Nachdem ich im letzten Abschnitt begründet habe, warum hier von einer künstlerischen Nicht-Bewegung ausgegangen werden kann, werde ich nun in einem weiteren Schritt den Nicht-Bewegungsansatz mit dem Framing-Ansatz koppeln. Der Framing-Ansatz erklärt, wie durch künstlerische Produktion auch ungewollt politische Bedeutung konstruiert wird, indem die Kunstproduzierenden versuchen, die Kunstrezipierenden an sich zu binden und die Beziehungen zwischen sich und der Außenwelt zu beschreiben.

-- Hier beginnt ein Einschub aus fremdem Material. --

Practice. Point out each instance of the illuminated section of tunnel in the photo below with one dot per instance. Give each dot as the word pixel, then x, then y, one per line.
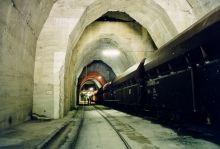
pixel 97 72
pixel 95 80
pixel 125 35
pixel 54 77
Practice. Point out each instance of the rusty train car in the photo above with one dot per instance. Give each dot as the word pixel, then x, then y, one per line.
pixel 180 81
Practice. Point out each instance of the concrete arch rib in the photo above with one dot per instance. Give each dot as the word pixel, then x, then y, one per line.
pixel 92 52
pixel 161 29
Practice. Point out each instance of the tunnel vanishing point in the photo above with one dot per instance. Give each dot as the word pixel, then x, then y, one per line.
pixel 51 51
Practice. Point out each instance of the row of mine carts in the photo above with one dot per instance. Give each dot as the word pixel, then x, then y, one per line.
pixel 179 82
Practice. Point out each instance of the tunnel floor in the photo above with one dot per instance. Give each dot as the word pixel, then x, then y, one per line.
pixel 136 132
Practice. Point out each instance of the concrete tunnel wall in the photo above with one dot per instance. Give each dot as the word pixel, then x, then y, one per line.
pixel 21 23
pixel 20 26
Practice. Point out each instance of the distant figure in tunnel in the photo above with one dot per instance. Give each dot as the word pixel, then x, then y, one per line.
pixel 89 100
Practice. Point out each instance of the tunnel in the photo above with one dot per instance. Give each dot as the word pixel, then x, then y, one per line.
pixel 123 70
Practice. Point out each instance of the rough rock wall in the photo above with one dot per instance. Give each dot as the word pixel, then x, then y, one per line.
pixel 20 25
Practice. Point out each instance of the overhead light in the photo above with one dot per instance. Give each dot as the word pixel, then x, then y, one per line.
pixel 111 52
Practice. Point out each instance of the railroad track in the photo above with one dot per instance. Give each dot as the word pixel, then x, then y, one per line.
pixel 113 127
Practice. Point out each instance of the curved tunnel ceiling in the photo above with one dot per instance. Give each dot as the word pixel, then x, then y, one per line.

Framing wird in der Bewegungsforschung als die "Inszenierung eines Protestthemas" durch eine soziale Bewegung verstanden (Hellmann 1998: 20). Der Framing-Ansatz stellt die Prozesse der Bedeutungsproduktion in und durch Bewegungen in den Vordergrund. Frames werden dabei als "Interpretationsschemata" verstanden, mit denen soziale Bewegungen soziale Konflikte wahrnehmen, identifizieren und begrifflich fassen (Haunss 2004: 36). Mit diesen Deutungsrahmen legitimieren soziale Bewegungen ihr Handeln und rechtfertigen gegenüber der Gesellschaft, warum sie protestieren bzw. zum Protest aufrufen. Frames ermöglichen zudem die Mobilisierung weiterer AnhängerInnen.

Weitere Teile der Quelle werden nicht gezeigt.